O que os líderes de segurança estão fazendo agora

A confidencialidade no nível do {hardware} não substitui os princípios de confiança zero; isso lhes dá dentes. O que a Nvidia e a AMD estão construindo permite que os líderes de segurança verifiquem a confiança criptograficamente, em vez de assumi-la contratualmente.

Essa é uma mudança significativa para qualquer pessoa que execute cargas de trabalho confidenciais em infraestrutura compartilhada. E se as afirmações do atestado se mantiverem na produção, esta abordagem poderá permitir que as empresas estendam a aplicação de confiança zero a milhares de nós, sem a expansão de políticas e a sobrecarga do agente que as implementações apenas de software program exigem.

Antes da implantação: Verifique o atestado para confirmar que os ambientes não foram adulterados. A prova criptográfica de conformidade deve ser um pré-requisito para a assinatura de contratos, e não uma reflexão tardia ou, pior, algo bom de se ter.

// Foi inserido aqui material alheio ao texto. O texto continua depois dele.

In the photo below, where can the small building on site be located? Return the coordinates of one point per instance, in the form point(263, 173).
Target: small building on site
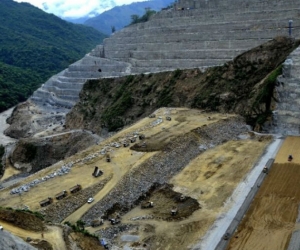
point(97, 222)
point(97, 172)
point(61, 195)
point(46, 202)
point(75, 189)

Se o seu provedor de nuvem não puder demonstrar recursos de atestado, essa é uma questão que vale a pena levantar no seu próximo QBR.

Durante a operação: Mantenha enclaves separados para treinamento e inferência e inclua equipes de segurança no pipeline do modelo desde o início. A pesquisa da IBM mostrou que 63% das organizações violadas não tinham nenhuma política de governança de IA. Você não pode ativar a segurança após o desenvolvimento; isso se traduz em um avanço para projetos de segurança medíocres e longas equipes vermelhas que detectam bugs que precisavam ser projetados a partir de um modelo ou aplicativo antecipadamente.

Em toda a organização: Execute exercícios conjuntos entre equipes de segurança e ciência de dados para descobrir vulnerabilidades antes que os invasores as encontrem. Shadow AI foi responsável por 20% das violações e expôs PII e IP de clientes em taxas mais altas do que outros tipos de violação.

Resultado last

A campanha GTG-1002 demonstrou que os adversários podem agora automatizar invasões em grande escala com o mínimo de supervisão humana em grande escala. Quase todas as organizações que sofreram uma violação relacionada à IA não tinham controles de acesso adequados.

Vera Rubin NVL72 da Nvidia transforma racks de passivos potenciais em ativos atestados criptograficamente, criptografando cada barramento. O Helios da AMD oferece uma alternativa de padrões abertos. A confidencialidade do {hardware} por si só não impedirá um adversário determinado, mas combinada com uma governança forte e exercícios de ameaças realistas, a criptografia em escala de rack oferece aos líderes de segurança a base necessária para proteger investimentos avaliados em centenas de milhões de dólares.

A questão que os CISOs enfrentam não é se a infraestrutura atestada vale a pena. A questão é se as organizações que criam modelos de IA de alto valor podem se dar ao luxo de operar sem eles.